Compliant Bears, LPs and Xylophones

A female coworker an I have been dropped off at the bottom of a gravel driveway in a rural area. The driveway is narrow and about 150 meters long, fairly steep, and veers off to the right at the top so we can’t quite see the house it leads to.

We are nearing the top when my colleague notices a large bear heading our direction. The bear is closing in on us, and there is nowhere to go, there is a bank and dense trees on either side of the driveway. We press ourselves against the bank and hope the bear will just pass. That’s when we notice there are actually several bears, many of them look like cubs and juveniles.

I step away from the bank and start directing the bears past us, starting with the mother bear. I’m waving them down the driveway as though I’m a deckhand on a ferry, or at least a traffic control person. The bears one by one pass us by and amble down the driveway. We carry on to the house.

I never arrive at the house, instead I arrive at a little shed. Inside I find my parents and my uncle sitting around a large old looking device. I ask what they are doing, and without looking up from their task they tell me they are recording jazz.

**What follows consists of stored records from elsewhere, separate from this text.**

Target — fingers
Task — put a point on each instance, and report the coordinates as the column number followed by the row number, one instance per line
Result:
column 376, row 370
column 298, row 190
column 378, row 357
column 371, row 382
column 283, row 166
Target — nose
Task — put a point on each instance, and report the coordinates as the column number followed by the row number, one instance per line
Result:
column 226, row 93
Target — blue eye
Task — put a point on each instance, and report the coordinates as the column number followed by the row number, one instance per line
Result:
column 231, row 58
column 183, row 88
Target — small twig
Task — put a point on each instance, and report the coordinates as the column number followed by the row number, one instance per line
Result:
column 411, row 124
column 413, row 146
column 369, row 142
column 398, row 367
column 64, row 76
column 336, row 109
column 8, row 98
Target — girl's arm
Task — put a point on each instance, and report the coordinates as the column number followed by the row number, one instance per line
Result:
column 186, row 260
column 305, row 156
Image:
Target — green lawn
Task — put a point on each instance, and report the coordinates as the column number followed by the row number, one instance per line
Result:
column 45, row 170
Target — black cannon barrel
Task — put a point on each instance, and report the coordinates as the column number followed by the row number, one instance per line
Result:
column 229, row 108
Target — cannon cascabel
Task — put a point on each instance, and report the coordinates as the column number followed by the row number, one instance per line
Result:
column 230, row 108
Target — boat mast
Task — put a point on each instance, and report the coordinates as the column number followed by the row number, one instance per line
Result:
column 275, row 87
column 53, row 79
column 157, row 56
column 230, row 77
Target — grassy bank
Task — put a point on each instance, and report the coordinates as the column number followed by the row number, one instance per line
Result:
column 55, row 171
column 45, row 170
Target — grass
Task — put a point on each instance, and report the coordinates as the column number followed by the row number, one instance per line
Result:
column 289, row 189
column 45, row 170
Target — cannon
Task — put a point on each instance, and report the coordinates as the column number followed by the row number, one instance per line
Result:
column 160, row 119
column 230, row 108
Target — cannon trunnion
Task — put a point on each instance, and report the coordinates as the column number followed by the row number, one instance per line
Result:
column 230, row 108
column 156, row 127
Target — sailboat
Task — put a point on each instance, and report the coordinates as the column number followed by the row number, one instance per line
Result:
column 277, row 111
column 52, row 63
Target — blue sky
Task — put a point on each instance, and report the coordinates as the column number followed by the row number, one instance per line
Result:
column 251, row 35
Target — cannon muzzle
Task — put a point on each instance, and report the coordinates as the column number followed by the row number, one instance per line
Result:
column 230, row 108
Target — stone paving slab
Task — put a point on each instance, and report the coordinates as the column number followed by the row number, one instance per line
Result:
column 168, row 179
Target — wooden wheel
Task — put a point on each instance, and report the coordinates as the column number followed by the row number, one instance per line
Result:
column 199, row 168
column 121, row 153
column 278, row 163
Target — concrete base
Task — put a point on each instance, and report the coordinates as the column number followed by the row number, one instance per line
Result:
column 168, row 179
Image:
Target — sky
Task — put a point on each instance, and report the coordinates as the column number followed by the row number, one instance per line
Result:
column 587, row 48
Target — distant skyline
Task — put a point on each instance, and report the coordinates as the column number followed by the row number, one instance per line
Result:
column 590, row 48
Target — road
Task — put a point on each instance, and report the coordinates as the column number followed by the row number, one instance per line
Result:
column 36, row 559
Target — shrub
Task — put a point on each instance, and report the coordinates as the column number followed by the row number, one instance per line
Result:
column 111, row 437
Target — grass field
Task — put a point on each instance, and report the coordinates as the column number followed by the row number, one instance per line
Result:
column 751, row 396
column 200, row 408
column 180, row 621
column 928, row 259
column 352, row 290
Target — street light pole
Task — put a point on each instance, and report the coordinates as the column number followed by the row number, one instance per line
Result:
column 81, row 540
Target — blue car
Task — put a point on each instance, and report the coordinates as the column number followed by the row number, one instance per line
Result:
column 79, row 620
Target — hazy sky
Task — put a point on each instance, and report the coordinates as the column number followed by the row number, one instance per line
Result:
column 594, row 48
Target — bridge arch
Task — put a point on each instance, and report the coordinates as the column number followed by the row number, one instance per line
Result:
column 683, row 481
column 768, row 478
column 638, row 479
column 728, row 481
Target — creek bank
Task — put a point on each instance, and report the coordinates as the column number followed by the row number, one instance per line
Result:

I inspect the machine they are working on more closely. It is cream coloured, sort of resembling a really large, old amplifier. On top is a record player of sorts, and there are slots for two cassettes on the front. There are records lying around everywhere, they are all different sizes and shapes, ranging from small and round to larger and more oval. Everything on the machine seems to be moving, but no sound is coming out. I watch for a while.

We are all around a large “L” shaped dinner table.  There is a small toy xylophone at each end of the table and several people, including myself, have small mallets. We randomly reach out and strike the xylophones with the mallets. As I watch, the xylophone nearest me changes from it’s rectangular shape, and the colorful keys shrink and warp into the shape of potato chips, freeing themselves from the body of the xylophone. People begin molding the newly shaped keys into the piles of silly putty that are on the table, and wondering aloud why the keys no longer make music.

Jacked Up Truck and Miniature Elf Babies

It’s winter in a rural area. I’m driving a pickup truck, it’s jacked up, I’m high up off the ground. I drive into the yard of a property. There are adjacent parking lots, separated by a fences and a snowbank that comes to the top rail of the fence. Beyond that I can see a few guys working, they glance up as my truck pulls into the lot. Although there are no other vehicles in either parking area, I’m dissatisfied with my first parking choice. I back the truck up to reposition it. As I put it in gear to move forward, I give it a bit too much gas, hit an icy spot, or some combination of both, and find myself smoothly soaring over the fence into the second parking area. As I fly clear the fence in slow motion, I see a child crouched down playing in the second lot. I am airborne and cannot control the direction of the vehicle. I land gently, but the truck is so high I have no idea whether I have hit the child or not. As I jump out, I feel the glare of the men who are working just beyond the lot. I take a few steps to the front of the truck and relief floods through me as I find the child undisturbed, still engrossed in his play.

Something catches my eye under the truck, and I crouch down to take a better look. I see at least 3 tiny children/babies, the largest no more than 6″ long. They are laying in a pile under the truck. They are all dressed the same, in light blue one piece sleepers, with long light blue sleep caps that have been starched to a sharp point, they look like tiny blue elves. The caps are pulled down over their eyes, and for a moment I think they might be little dolls. I reach under the truck and pull one out. It is the smallest one, no more than 5″ long, it lays in the palm of my hand. I gently pull the sleep cap up to reveal it’s eyes, and am startled when it’s eyes pop open and it laughs. I keep it in my hand and reach for a second one. It is slightly bigger. It crosses my mind that I should not be moving them until they have been cleared for a spinal injury, but they are so small I decide to just keep them as still as possible until I know more about what they are.

I gently lay the second one alongside the first in the palm of my hand. I pull the sleep cap up on the second one and my stomach sinks as it’s eyes do not pop open, and rather as I pull the cap up to expose more of it’s tiny forehead, there is a bruise above it’s right eye.

I reach for the third, and am woken by my alarm.